Pandemic-related income loss has consumers worried about credit, loans

Despite concerns, the average credit score has actually risen in recent months

The COVID-19 pandemic has brought on a lot of anxiety for a variety of reasons, and the same rings true with personal finance.

A recent report conducted by Finicity revealed that about 64% of respondents impacted by job/income loss due to the pandemic said that it’s hard to keep up with bills and payments. And, 95% of those impacted are concerned about their ability to rebuild credit and take out a loan after the pandemic ends.

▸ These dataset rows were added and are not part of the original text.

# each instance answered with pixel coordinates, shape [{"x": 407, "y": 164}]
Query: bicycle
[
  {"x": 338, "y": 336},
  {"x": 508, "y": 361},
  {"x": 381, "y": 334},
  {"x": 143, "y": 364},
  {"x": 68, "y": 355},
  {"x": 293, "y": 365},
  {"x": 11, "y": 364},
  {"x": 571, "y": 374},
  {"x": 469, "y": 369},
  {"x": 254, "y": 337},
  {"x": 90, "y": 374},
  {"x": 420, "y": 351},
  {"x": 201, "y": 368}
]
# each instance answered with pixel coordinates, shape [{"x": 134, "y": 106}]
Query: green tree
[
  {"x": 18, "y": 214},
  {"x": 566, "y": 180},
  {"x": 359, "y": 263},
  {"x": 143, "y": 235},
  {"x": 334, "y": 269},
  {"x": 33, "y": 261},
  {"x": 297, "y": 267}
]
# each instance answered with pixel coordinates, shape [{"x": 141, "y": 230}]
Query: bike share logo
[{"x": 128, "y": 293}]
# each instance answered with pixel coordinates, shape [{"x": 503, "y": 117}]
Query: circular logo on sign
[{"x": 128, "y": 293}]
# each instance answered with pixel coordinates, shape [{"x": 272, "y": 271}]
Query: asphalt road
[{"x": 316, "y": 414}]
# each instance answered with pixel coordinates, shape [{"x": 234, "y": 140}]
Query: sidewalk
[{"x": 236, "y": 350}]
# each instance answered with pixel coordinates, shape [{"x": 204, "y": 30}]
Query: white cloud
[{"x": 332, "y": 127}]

In the last 8 months or so the average credit score has actually risen, Finicity CEO and co-founder Steve Smith said, which is largely a result of financial support like stimulus checks, the Paycheck Protection Program and lenders actively working with their consumers on payment holidays on loans.

“At some point we’re going to be back into the world of reality,” Smith told FinLedger. “So, lenders have this challenge of understanding what the core strength is. Is somebody in a position where they are employed, they have gainful employment, their financial situation is okay, or are they being propped up by stimulus, by unemployment benefits, by rent holidays and the like?”

What Smith found especially interesting is the sheer number of folks that expect their credit will take a hit in the future because of what they’re experiencing today.

The report also showed that 73% of respondents with a household income under $50,000 said their current financial situation has made it difficult for them to keep up with bills and payments. Meanwhile, 57% felt this way with a household income between $50,000 and $100,00 and 54% with an income over $100,000.

Finicity surveyed 2,000 consumers in June 2020 that was completed online. The respondents were random, voluntary and anonymous.

Finicity’s self-described mission is to help individuals, families and organizations make smarter financial decisions through safe and secure access to fast, high-quality data. The company launched its first financial product in 2000 and has since grown to provide financial data APIs, credit decisioning tools and financial wellness solutions. In November, the Department of Justice gave Mastercard the green light to proceed with its planned $825 million acquisition of Finicity.

Going forward, Smith said that Finicity will continue to focus on open banking with “a heavy dose of analytics and solutions around credit decision [making], lending, account opening, payments and financial management.” 

As for the open banking industry in general, Smith said that the sector was only going to continue to find solid footing and accelerate. But, open banking companies need to continue to work “with regulators to make sure that we’ve defined the rails, created the safeguards and put the consumer directly in the center of that universe.”